Among goalies with at least 10 starts, Mrazek’s .944 save percentage at 5-on-5 put him fourth in the league during the regular season. Nedeljkovic finished one spot higher with a .945, so it’s a sign of good defense in Carolina, but Mrazek played well enough in his 12-game stint to earn a solid payday this off-season.
When Mrazek is good, he’s good. But when he’s bad – and that’s too often to be reliable – then it’s ugly. His 2019-20 regular season was rough from a statistical standpoint, and it seems like he can’t fully be trusted as a true No. 1 right now. But if he’s in a situation where he doesn’t need to be counted on to always be the main guy, he’s been good enough.
Ideally, the Canes could keep Mrazek and build one of the better 1-2 punches in the league. It would especially be a risk if they ended up going with Nedeljkovic as the No. 1 without the proper insurance behind him – something Pittsburgh learned the hard way with Tristan Jarry as the No. 1 without Matt Murray (who, ultimately, had a poor 2020-21 season by all accounts).
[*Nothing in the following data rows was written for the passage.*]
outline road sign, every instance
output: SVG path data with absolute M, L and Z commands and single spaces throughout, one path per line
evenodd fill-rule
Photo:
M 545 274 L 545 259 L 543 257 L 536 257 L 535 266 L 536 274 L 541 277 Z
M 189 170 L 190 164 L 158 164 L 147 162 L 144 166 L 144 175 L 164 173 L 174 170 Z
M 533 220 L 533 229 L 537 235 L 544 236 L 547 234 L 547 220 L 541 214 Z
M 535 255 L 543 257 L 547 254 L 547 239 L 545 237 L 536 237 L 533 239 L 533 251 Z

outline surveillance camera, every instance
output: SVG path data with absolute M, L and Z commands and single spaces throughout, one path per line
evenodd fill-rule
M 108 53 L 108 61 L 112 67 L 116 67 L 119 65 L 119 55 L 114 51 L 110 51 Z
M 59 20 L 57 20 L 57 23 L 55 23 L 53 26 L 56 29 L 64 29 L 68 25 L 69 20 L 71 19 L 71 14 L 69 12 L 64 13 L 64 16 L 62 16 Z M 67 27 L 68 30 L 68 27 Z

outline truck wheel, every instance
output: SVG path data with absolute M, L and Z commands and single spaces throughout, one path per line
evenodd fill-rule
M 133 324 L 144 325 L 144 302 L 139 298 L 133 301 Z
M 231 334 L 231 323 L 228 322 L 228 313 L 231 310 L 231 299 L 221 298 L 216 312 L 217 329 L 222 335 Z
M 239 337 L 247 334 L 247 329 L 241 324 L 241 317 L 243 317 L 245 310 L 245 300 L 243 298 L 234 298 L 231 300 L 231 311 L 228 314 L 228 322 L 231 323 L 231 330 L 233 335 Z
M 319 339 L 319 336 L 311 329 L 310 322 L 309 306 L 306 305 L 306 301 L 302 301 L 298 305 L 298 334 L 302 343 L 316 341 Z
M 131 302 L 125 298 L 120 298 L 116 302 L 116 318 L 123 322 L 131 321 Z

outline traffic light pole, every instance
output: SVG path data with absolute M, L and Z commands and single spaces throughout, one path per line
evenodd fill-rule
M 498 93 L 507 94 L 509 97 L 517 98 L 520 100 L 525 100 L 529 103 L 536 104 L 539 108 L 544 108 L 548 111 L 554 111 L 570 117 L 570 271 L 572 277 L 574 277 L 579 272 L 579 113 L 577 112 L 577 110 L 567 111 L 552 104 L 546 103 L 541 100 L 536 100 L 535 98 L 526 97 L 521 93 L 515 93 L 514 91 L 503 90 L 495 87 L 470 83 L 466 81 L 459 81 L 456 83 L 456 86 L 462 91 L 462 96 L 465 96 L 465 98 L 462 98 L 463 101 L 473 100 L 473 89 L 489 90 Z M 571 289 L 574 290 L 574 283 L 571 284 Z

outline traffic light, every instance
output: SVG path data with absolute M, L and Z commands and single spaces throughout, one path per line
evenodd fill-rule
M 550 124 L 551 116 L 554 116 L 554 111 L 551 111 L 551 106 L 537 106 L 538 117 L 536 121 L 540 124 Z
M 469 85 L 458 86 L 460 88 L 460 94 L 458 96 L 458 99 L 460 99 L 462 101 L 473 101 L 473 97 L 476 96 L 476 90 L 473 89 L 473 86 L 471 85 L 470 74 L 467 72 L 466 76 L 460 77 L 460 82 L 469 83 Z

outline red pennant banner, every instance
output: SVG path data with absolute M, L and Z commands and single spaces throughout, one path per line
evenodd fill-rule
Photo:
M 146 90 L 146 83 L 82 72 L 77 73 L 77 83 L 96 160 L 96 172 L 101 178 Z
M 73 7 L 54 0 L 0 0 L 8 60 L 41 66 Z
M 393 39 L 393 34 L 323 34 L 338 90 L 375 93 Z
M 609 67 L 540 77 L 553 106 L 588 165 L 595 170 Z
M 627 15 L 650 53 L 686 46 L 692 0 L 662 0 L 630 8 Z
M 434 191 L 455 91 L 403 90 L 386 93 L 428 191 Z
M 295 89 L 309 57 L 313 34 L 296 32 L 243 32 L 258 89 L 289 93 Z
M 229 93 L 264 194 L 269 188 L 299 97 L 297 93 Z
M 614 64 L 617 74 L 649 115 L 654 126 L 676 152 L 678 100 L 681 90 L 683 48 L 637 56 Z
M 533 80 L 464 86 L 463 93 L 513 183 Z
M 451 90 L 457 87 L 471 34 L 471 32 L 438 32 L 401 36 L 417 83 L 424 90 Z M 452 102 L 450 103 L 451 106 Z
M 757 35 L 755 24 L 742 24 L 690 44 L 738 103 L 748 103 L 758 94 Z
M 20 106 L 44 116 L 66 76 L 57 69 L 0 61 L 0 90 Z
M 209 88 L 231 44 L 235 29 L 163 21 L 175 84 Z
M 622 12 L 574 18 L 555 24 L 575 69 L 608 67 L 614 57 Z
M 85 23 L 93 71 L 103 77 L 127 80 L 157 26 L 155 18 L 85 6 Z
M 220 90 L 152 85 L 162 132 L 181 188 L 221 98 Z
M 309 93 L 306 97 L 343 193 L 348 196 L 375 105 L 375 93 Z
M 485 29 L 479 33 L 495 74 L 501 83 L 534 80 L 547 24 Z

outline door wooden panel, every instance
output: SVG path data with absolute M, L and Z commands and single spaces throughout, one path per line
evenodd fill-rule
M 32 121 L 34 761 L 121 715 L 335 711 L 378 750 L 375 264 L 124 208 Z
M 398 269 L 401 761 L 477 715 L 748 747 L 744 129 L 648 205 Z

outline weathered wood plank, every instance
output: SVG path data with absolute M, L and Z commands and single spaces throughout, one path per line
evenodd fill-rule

The latest news about Dougie Hamilton does spice things up a bit. Hamilton is free to look around to different suitors this off-season, which means re-signing him might not be a thing. But still, that doesn’t mean Mrazek has an open spot, either. Nedeljkovic will be an RFA and will be re-signed. Reimer is a UFA like Mrazek. The Hurricanes don’t have an immediate replacement in the running that can give the Canes a nice tandem, so either one of the veterans return or they look outside for help. Reimer, when healthy, is still a solid backup and the veteran presence would be great. While he may not have the high-end talent Mrazek does, it at least should be a cheaper option that’s reliable when healthy.
Mrazek has been a popular figure in Carolina. He has had many ups and downs, but the highs have outweighed the lows. Hurricanes will miss him if he leaves, but it might be the best call for all parties involved. They may not need him anymore if Nedeljkovic is truly the real deal, and given his AHL resume before finally going full-time, that’s definitely a possibility. Jeremy Helvig meets the exposure requirement for Seattle at the expansion draft, so they don’t need to worry about losing one of them.
Mrazek will have no lack of suitors vying for his services this off-season, including the Hurricanes. It would be in the team’s best interests to keep him in the fray for another year and run a nice 1A/B tandem, especially with Nedelkovic’s lack of experience at this level. As more teams but an emphasis on strong backup goaltending, giving up on Mrazek could backfire in a big way, but there’s a ton of other great options available that could spice things up. Maybe bringing back Andersen – someone with a lot to prove after a tough season in Toronto – after originally passing on his rights a decade ago is in order?
Regardless, it should be an interesting summer for one of the league’s most coveted free agent goalies.